Urinary incontinence is the involuntary loss of urine. Overflow incontinence is unique because it is not caused by a sudden urge or physical strain, but by the bladder’s inability to empty properly. This condition stems from a persistent state of chronic bladder overfilling. This article explores the mechanisms, causes, diagnosis, and management strategies for overflow incontinence.
Defining Overflow Incontinence and Its Mechanisms
Overflow incontinence is the involuntary leakage or dribbling of urine that occurs when the bladder is chronically overfilled and cannot empty completely. This failure to fully discharge contents is known as urinary retention. Retention causes the bladder to become distended, holding an abnormally high volume of urine over time.
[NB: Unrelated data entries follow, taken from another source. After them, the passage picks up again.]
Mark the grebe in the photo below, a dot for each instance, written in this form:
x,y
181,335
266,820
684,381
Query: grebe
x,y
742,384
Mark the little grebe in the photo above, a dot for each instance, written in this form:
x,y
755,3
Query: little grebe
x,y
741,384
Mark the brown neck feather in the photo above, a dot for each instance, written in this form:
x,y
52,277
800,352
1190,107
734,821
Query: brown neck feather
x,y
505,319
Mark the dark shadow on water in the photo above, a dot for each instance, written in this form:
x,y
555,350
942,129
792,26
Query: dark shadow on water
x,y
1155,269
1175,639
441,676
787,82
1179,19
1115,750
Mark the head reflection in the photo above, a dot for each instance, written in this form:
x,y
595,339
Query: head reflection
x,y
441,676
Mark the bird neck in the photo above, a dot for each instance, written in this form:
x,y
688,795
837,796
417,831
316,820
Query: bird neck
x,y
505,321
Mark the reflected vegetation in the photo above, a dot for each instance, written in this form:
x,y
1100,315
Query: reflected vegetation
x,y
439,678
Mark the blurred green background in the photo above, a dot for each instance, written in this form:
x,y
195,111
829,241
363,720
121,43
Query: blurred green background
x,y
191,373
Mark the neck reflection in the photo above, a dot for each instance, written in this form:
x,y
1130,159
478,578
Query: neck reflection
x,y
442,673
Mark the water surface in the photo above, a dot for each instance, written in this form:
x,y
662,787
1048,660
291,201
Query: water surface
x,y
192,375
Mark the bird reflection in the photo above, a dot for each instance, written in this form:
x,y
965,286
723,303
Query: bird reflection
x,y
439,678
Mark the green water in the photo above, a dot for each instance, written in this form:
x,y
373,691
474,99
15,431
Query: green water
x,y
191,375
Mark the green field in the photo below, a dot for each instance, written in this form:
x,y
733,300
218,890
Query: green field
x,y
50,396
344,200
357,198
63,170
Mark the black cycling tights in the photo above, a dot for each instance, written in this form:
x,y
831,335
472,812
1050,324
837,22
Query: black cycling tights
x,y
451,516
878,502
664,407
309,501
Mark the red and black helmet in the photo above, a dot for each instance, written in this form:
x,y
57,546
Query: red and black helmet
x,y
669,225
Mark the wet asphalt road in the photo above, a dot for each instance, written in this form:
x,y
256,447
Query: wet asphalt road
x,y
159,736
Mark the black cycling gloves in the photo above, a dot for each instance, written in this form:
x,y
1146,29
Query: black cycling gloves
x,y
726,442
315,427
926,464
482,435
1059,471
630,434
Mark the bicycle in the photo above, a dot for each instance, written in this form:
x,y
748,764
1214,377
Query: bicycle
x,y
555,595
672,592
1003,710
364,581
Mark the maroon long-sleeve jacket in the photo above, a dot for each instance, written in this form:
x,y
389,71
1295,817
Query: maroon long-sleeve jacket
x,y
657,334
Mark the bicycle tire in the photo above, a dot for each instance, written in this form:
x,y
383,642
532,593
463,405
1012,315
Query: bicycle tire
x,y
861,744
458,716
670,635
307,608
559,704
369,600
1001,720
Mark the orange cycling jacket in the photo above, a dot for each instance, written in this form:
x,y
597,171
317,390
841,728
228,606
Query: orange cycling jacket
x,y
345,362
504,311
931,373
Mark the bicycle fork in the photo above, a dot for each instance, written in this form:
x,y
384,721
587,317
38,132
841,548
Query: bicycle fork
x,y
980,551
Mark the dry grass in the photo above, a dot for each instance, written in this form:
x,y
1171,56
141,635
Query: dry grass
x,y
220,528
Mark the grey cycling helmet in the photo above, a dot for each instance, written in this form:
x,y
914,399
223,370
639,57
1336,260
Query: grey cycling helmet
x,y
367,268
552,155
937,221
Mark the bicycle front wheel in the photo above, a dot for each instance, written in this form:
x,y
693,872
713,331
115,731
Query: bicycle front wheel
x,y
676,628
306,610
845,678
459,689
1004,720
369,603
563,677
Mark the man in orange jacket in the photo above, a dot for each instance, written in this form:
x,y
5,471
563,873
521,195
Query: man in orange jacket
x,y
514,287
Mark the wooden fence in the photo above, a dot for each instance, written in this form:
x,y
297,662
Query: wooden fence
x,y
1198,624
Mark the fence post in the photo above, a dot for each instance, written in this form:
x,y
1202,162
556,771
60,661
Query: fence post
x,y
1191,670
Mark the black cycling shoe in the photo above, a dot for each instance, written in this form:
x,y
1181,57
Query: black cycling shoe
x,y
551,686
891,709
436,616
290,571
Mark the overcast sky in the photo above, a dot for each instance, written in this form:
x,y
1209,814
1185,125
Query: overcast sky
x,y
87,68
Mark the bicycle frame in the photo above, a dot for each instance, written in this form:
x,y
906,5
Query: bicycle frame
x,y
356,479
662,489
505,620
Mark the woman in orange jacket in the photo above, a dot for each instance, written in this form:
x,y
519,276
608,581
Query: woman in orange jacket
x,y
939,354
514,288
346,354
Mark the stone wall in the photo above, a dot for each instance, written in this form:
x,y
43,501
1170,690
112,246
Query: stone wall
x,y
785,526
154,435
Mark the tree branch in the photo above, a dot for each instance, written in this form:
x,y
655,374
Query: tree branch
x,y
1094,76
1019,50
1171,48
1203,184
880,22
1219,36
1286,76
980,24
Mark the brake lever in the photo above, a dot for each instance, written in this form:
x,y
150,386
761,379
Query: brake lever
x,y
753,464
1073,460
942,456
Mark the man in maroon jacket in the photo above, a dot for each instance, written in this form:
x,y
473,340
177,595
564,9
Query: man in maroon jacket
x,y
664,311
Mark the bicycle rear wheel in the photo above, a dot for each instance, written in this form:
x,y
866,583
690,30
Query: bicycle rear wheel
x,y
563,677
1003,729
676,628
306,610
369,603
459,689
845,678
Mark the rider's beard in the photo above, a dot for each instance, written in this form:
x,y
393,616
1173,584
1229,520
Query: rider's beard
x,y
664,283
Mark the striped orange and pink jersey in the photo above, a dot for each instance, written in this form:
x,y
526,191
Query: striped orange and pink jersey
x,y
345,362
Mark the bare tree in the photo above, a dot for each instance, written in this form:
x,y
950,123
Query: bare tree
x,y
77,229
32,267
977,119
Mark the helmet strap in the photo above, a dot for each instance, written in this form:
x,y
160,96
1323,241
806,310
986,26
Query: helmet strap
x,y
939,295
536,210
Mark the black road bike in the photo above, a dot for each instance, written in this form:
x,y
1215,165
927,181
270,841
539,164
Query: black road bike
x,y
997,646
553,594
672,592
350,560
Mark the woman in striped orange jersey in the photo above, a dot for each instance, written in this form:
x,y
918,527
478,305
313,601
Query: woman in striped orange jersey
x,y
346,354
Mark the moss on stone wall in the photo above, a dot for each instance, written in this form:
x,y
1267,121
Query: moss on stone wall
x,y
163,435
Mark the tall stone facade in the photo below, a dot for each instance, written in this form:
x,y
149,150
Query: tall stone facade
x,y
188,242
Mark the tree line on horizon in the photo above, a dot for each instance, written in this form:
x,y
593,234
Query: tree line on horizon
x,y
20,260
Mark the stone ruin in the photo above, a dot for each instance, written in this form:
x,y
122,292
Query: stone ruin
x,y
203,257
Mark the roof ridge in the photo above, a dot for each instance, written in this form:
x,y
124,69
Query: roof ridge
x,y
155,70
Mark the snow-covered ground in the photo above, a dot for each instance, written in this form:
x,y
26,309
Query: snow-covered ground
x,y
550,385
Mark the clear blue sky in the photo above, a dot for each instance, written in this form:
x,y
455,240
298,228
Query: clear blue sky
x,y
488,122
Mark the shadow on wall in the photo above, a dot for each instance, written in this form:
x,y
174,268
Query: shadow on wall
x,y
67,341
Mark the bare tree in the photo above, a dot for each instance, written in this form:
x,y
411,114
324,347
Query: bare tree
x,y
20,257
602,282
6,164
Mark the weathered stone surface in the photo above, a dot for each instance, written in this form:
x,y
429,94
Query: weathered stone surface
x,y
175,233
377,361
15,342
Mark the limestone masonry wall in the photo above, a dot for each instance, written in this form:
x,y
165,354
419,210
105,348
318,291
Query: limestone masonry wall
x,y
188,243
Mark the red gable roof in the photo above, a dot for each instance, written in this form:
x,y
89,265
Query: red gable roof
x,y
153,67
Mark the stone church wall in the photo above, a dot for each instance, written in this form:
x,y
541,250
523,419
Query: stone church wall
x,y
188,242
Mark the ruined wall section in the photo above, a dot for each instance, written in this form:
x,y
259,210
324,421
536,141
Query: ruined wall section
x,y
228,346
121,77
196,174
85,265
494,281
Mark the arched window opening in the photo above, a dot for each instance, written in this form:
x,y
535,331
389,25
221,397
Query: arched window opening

As the bladder fills, the internal pressure steadily increases until it exceeds the resistance of the urethral sphincter. This pressure forces a small amount of urine past the sphincter, leading to constant or frequent dribbling. This frequent loss of small volumes is the hallmark symptom.
Because the bladder never fully empties, individuals often feel the need to urinate immediately after voiding. This incomplete emptying is accompanied by a weak urine stream, difficulty initiating urination, and frequent voiding of small amounts. Nocturia, the need to wake up multiple times during the night, is also a common symptom.
The primary physiological issue is that the detrusor muscle, which contracts to push urine out, either cannot contract strongly enough or faces too much resistance. When the detrusor muscle is impaired, it leads to underactivity and a loss of effective contraction.
Underlying Causes
Physical Obstruction
In men, the most common cause is benign prostatic hyperplasia (BPH), where the enlarged prostate gland presses on the urethra. This physical blockage prevents the free flow of urine, resulting in a buildup of residual volume. Other mechanical obstructions include urethral strictures, bladder stones, and tumors. In women, a severe pelvic organ prolapse can physically compress the urethra, creating a similar obstruction.
Neurological Impairment
The second major category involves damage to the nerves controlling bladder function, which compromises the detrusor muscle. Conditions like poorly controlled diabetes can lead to diabetic cystopathy, impairing bladder sensation and muscle contraction. Other neurological disorders, including multiple sclerosis, Parkinson’s disease, and spinal cord injuries, disrupt the signaling pathway between the brain and the bladder.
Medications
Certain medications can also contribute by interfering with bladder contractility or increasing outlet resistance. Anticholinergic drugs, used for conditions like overactive bladder, and some opioid pain medications can relax the detrusor muscle or tighten the sphincter. Identifying and adjusting these medications is necessary for determining the root cause.
How Doctors Diagnose
Diagnosis begins with a detailed review of medical history, including medications, and a physical examination. The physician checks for a distended bladder and looks for neurological issues or physical obstructions, such as an enlarged prostate.
The most important step in confirming overflow incontinence is measuring the Post-Void Residual (PVR) volume. PVR volume is the amount of urine remaining in the bladder immediately after the patient attempts to empty it. It is measured using a non-invasive bladder ultrasound or by inserting a temporary catheter. An elevated PVR volume strongly indicates chronic urinary retention.
To identify the underlying cause, doctors may recommend urodynamics testing. These tests evaluate bladder and urethra function by measuring pressure, volume, and flow rate during storage and voiding. A pressure-flow study is useful for distinguishing between a weak detrusor muscle and a physical obstruction.
In some cases, a cystoscopy may be performed. This involves inserting a thin, lighted tube into the urethra to visually inspect the bladder lining. This procedure allows the physician to directly identify physical obstructions, such as urethral strictures, bladder stones, or prostate enlargement.
Treatment and Management Options
Effective treatment depends on addressing the specific underlying cause, whether obstruction or weak bladder muscle. For cases caused by bladder outlet obstruction, such as BPH, surgical intervention is often the most definitive solution. Procedures like transurethral resection of the prostate (TURP) remove obstructive tissue, relieving pressure on the urethra and allowing the bladder to empty more efficiently.
Catheterization
When chronic retention cannot be resolved by surgery, the most effective management strategy is clean intermittent self-catheterization (ISC). This involves the patient regularly inserting a thin, flexible tube multiple times a day to completely drain the bladder. ISC prevents dangerous pressure buildup and is preferred over a permanent catheter due to a lower risk of urinary tract infections.
Medications
Medication plays a role in managing underlying conditions. For men with BPH, alpha-blockers like tamsulosin are prescribed to relax smooth muscle tissue in the prostate and bladder neck, improving urine flow. In cases of detrusor muscle underactivity, a cholinergic agonist medication such as bethanechol may be used to increase the contractility of the bladder wall.
Behavioral Management
Supportive measures, including behavioral and lifestyle changes, are also incorporated into the management plan. Timed voiding schedules encourage the patient to attempt urination at set intervals, preventing the bladder from becoming overly full. Techniques like double voiding, where the patient waits briefly after voiding to try again, help reduce the residual volume.